The actual problem here is even more serious. PbR is actually a payment for activity – not a payment for outcomes. It is calculated from what it cost to run the average NHS hospital using a technique called Reference Costing which is the same method that manufacturing companies used to decide what price to charge for their products. It has another name – Absorption Costing. The highest performers in the manufacturing world no longer use this out-of-date method. The implication of using Reference Costing and PbR in the NHS are profound and dangerous:
If NHS hospitals in general have poorly designed processes that create internal queues and require more bed days than actually necessary then the cost of that “waste” becomes built into the future PbR tariff. This means average length of stay (LOS) is financially rewarded. Above average LOS is financially penalised and below average LOS makes a profit. There is no financial pressure to improve beyound average. This is called the Regression to the Mean effect. Also LOS is not a measure of quality – so there is a to shorten length of stay for purely financial reasons – to generate a surplus to use to fund growth and capital investment. That pressure is non-specific and indiscrimiate. PbR is necessary but it is not sufficient – it requires an quality of outcome metric to complete it.
So the PbR system is based on an out-of-date cost-allocation model and therefore leads to the very problems that are contributing to the MidStaffs crisis – financial pressure causing quality failures and increased risk of mortality. MidStaffs may be a chance victim of a combination of factors coming together like a perfect storm – but those same factors are present throughout the NHS because they are built into the current design.

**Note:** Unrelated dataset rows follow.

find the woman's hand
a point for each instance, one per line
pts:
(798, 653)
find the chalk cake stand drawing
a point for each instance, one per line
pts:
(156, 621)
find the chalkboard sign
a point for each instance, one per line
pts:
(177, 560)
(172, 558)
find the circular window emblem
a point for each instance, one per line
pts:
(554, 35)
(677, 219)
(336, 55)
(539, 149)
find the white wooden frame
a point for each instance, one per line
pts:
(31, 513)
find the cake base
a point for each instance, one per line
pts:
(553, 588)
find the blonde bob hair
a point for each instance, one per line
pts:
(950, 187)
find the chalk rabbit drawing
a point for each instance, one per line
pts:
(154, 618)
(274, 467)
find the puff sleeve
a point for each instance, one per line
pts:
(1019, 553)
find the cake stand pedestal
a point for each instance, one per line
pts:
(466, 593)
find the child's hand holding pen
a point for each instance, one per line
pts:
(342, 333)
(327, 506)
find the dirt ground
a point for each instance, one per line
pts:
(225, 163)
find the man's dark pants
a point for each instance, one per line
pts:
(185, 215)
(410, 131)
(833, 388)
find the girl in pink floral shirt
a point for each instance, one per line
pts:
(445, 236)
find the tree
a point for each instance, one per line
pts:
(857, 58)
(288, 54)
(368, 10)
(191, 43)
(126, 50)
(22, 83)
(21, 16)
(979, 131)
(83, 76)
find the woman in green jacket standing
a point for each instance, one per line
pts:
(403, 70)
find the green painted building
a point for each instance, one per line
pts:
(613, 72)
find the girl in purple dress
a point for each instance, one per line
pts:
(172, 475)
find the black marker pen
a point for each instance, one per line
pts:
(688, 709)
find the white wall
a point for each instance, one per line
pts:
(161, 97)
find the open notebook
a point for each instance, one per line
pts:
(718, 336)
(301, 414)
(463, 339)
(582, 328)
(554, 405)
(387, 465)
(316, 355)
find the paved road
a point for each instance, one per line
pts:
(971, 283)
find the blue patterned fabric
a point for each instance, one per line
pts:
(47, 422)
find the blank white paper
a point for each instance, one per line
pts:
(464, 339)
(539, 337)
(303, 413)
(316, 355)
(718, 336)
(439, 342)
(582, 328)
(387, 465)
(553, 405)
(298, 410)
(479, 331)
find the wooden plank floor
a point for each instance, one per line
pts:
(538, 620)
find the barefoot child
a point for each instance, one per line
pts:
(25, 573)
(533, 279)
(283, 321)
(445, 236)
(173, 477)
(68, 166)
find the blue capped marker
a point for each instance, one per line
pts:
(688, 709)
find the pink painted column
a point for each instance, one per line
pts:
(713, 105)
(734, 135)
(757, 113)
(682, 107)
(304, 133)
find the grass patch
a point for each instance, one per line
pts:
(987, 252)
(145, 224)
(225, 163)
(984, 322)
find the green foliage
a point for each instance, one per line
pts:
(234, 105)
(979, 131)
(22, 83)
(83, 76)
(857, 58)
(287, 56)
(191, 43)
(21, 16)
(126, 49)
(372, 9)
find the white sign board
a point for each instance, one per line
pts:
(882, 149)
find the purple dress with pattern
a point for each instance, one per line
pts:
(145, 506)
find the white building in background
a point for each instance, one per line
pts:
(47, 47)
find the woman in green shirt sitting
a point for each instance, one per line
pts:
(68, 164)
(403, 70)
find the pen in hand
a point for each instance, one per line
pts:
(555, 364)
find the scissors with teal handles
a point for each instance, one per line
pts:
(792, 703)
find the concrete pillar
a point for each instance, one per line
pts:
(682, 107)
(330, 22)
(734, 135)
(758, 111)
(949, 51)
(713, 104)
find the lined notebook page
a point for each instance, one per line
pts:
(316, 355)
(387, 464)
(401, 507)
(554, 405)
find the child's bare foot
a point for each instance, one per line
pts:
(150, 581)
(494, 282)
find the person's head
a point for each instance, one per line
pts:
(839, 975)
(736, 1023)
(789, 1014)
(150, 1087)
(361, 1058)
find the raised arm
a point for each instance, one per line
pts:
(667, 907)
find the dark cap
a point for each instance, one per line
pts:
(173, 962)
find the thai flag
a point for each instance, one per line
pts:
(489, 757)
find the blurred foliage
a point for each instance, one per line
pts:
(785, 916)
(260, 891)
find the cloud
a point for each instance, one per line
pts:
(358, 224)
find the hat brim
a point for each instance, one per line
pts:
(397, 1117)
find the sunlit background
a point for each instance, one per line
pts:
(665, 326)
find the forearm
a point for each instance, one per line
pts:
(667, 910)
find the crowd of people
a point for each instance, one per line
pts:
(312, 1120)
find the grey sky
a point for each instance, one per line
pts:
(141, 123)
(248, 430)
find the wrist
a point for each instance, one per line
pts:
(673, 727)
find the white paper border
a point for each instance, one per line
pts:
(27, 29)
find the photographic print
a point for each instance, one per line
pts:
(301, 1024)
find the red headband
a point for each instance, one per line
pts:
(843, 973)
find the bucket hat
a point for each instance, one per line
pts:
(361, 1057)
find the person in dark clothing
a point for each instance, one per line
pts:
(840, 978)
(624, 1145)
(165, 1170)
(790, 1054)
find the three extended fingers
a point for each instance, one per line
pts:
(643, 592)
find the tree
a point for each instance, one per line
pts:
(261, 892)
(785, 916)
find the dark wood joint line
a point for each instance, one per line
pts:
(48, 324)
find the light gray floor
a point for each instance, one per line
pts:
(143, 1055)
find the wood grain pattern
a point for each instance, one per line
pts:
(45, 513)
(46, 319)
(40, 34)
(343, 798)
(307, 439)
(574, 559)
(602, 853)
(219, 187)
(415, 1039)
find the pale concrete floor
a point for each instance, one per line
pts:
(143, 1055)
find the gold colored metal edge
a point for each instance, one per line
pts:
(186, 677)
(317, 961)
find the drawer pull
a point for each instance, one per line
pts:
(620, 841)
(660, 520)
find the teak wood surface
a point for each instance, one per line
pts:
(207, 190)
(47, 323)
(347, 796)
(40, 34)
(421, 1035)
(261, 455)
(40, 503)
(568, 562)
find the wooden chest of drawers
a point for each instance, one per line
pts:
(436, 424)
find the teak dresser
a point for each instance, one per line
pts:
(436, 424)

One solution is to move towards a more up-to-date financial model called stream costing. This uses the similar data to reference costing but it estimates the “ideal” cost of the “necessary” work to achieve the intended outcome. This stream cost becomes the focus for improvement – the streams where there is the biggest gap between the stream cost and the reference cost are the focus of the redesign activity. Very often the root cause is just poor operational policy design; sometimes it is quality and safety design problems. Both are solvable without investment in extra capacity. The result is a higher quality, quicker, lower-cost stream. Win-win-win. And in the short term that is rewarded by a tariff income that exceeds cost and a lower HSMR.
Radically redesigning the financial model for healthcare is not a quick fix – and it requires a lot of other changes to happen first. So the sooner we start the sooner we will arrive.